The responsibility for the success of TGITF lies with three people. The first is Moffat; without his script, concept, and skill as a writer this episode would be a confusing, laughable mess. David Tennant and Sophia Myles complete the trio. Myles is delightful as Madame Du Pompadour, conveying every emotion with enthralling conviction. The chemistry between Myles and Tennant is electric, although this should come as no surprise – back in the real world, the two are apparently engaged. Speaking of Tennant: He has arrived! Finally I am totally convinced by his portrayal of The Doctor. I have no complaints with this episode at all; he owns the role here and I can only hope that he's equally superb in future episodes.

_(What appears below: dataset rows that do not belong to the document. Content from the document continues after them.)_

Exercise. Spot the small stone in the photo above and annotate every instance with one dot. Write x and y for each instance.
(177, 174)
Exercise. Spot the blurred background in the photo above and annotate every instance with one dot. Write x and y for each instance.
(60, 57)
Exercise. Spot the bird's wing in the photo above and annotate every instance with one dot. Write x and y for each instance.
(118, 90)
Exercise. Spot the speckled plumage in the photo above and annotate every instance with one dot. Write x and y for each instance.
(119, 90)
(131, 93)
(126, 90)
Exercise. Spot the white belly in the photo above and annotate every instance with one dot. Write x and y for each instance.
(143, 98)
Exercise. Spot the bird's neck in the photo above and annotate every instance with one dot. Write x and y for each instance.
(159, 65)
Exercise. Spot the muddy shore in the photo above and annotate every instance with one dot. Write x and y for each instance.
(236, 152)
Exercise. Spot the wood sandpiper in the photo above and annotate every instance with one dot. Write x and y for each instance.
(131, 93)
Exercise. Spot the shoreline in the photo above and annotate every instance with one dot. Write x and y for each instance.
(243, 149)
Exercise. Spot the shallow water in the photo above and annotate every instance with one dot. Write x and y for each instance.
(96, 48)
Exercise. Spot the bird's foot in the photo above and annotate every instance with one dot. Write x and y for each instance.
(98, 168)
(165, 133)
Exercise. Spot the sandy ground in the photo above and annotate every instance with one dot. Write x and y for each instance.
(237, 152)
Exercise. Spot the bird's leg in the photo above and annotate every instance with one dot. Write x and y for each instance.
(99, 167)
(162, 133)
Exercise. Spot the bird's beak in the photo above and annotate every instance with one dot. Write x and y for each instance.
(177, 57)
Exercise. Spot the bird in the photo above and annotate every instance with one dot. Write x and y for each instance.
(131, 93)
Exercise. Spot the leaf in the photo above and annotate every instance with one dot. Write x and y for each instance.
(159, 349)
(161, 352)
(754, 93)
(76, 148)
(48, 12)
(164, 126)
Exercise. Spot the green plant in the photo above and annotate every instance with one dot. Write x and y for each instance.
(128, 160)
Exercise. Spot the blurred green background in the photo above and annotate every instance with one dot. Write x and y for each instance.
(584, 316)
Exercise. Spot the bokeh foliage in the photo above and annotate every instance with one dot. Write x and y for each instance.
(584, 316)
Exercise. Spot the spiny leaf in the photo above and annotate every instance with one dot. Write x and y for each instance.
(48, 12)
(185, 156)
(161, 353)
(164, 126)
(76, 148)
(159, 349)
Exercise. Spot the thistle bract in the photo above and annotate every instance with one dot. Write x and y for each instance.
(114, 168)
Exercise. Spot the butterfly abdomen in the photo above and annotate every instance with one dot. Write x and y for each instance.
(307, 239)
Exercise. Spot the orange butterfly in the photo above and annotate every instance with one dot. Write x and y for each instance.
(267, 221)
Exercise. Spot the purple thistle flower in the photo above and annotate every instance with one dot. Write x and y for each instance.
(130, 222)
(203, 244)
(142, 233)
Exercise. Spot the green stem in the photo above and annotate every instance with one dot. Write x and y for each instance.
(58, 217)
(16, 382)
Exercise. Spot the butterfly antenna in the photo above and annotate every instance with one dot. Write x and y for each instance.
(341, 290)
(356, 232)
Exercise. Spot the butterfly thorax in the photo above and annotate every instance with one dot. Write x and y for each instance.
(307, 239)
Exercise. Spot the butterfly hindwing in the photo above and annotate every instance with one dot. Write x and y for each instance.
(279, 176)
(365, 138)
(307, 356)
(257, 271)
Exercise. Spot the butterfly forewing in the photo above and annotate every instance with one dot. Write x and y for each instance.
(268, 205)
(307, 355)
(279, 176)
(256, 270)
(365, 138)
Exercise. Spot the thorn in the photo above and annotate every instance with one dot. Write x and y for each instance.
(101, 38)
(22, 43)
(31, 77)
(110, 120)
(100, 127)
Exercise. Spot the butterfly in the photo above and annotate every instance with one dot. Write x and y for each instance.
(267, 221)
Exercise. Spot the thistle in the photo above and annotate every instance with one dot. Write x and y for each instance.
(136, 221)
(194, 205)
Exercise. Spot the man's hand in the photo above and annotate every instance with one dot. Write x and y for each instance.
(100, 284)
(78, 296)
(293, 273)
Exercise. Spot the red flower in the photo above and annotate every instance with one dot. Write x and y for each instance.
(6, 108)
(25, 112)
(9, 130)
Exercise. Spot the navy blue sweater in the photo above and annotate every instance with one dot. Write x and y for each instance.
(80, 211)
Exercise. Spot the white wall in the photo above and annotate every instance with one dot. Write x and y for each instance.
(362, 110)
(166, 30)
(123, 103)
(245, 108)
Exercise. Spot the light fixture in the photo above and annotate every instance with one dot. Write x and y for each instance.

Mickey and Rose don't get a great deal to do here, but as a result this is the first episode where I don't really mind Mickey. Their fire-extinguisher/rifles appear to be silver painted rolls of cardboard, and surely qualify as some of the worst props yet seen in new Who?
The villains of the piece are a strange mix of good and bad. Beyond the first appearance, they aren't the scariest of Who creatures, although I suspect anyone with a fear of clowns will be terrified. They are well conceived though, and when their mask is removed, the work of the design team is a wonder to behold. Where can I get one of those mechanical heads?
None of the above matters though, really. This episode is purely about Tennant and Myles; The Doctor and the woman who, for the briefest of moments, he is in love with. I can forgive the episode its somewhat indulgent use of The Doctor's new-found Vulcan mind-meld technique (a trick which I don't think we've seen before) as it is so well executed. It even has a fantastic punch line, which is timed to perfection and allowed to simply float past the viewer without the heavy-handed "look how clever we are" finger waving that would usually accompany an ending like this.